Technical director Isaac Doru (left) and coach Igor Stimac are confident of helping Indian football reach loftier heights.

New Delhi: Money can’t buy tradition, which should be given due importance while formulating Indian football’s future course of action, new national team coach Igor Stimac said on Friday.

The Croatian and new technical director Isac Doru believe any conflict regarding the domestic club structure is an impediment to their objective of developing football in the country.

The All Indian Football Federation‘s (AIFF) aim to declare the Indian Super League (ISL), a tournament conceptualised by their marketing partners, the top league of the country over the I-League is now an open secret.

But irrespective of whatever advantage the glamourised tournament seemingly offers, it can’t match I-League’s “tradition”, Stimac said.

“Any conflict won’t help Indian football. The ISL is a privatised league where investors have pumped in money in the hope of financial gains. I see no wrong in that.
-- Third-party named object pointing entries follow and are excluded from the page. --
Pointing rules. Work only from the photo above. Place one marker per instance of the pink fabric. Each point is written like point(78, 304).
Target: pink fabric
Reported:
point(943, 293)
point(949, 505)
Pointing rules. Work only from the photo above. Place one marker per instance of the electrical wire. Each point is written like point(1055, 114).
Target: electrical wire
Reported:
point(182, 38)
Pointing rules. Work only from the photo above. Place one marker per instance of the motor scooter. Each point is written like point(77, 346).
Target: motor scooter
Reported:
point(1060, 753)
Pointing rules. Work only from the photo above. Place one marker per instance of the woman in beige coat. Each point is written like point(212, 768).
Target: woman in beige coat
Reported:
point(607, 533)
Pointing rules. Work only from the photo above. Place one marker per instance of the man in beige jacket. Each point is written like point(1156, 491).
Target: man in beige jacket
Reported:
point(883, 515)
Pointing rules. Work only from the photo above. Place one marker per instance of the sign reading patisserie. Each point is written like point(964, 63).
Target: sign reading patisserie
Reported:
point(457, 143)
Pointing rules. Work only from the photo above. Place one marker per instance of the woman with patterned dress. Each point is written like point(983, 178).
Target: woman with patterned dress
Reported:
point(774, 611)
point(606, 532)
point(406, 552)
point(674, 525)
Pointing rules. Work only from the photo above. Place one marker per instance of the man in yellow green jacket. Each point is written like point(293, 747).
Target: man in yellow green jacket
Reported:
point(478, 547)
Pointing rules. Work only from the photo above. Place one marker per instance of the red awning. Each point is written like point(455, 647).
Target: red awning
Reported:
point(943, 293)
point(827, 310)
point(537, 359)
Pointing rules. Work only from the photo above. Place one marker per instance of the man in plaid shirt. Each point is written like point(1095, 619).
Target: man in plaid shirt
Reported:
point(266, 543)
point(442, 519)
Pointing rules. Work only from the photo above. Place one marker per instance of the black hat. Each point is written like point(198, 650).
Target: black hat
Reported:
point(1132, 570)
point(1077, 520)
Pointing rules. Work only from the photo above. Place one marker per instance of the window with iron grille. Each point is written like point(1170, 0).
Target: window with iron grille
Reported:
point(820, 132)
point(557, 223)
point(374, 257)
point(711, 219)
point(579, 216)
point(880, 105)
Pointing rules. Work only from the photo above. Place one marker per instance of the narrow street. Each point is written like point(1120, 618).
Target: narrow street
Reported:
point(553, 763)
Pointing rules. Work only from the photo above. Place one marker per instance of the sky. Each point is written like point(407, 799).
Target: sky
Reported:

“But the I-League has one thing which the ISL don’t have, that is tradition. You can’t buy tradition. The I-League has been going on for many years. It will take the ISL many years to develop tradition,” the former international said on his first interaction with the Indian press since his appointment.

While Doru harped on the need for a holistic approach from all stakeholders, Stimac said his forte lies in guiding young talent, which I-League has in abundance since all perceived top players have preferred to play in the financially lucrative ISL.

During his tenure Stimac said he would strive to “organise, develop and improve” youngsters, which was his primary reason for applying for the job, following the departure of Englishman Stephen Constantine after India’s first round exit at the AFC Asian Cup.

“The ISL has professionalism and top players. We need to find a way to speed up the growth of I-League clubs,” the 51-year-old said.

While modern football is taking rapid strides in advancement with the advent of technology, Stimac said Indian football should also grow exponentially to make up lost ground. He is currently conducting a preparatory camp in New Delhi for the King’s Cup, to be held in Thailand from June 5.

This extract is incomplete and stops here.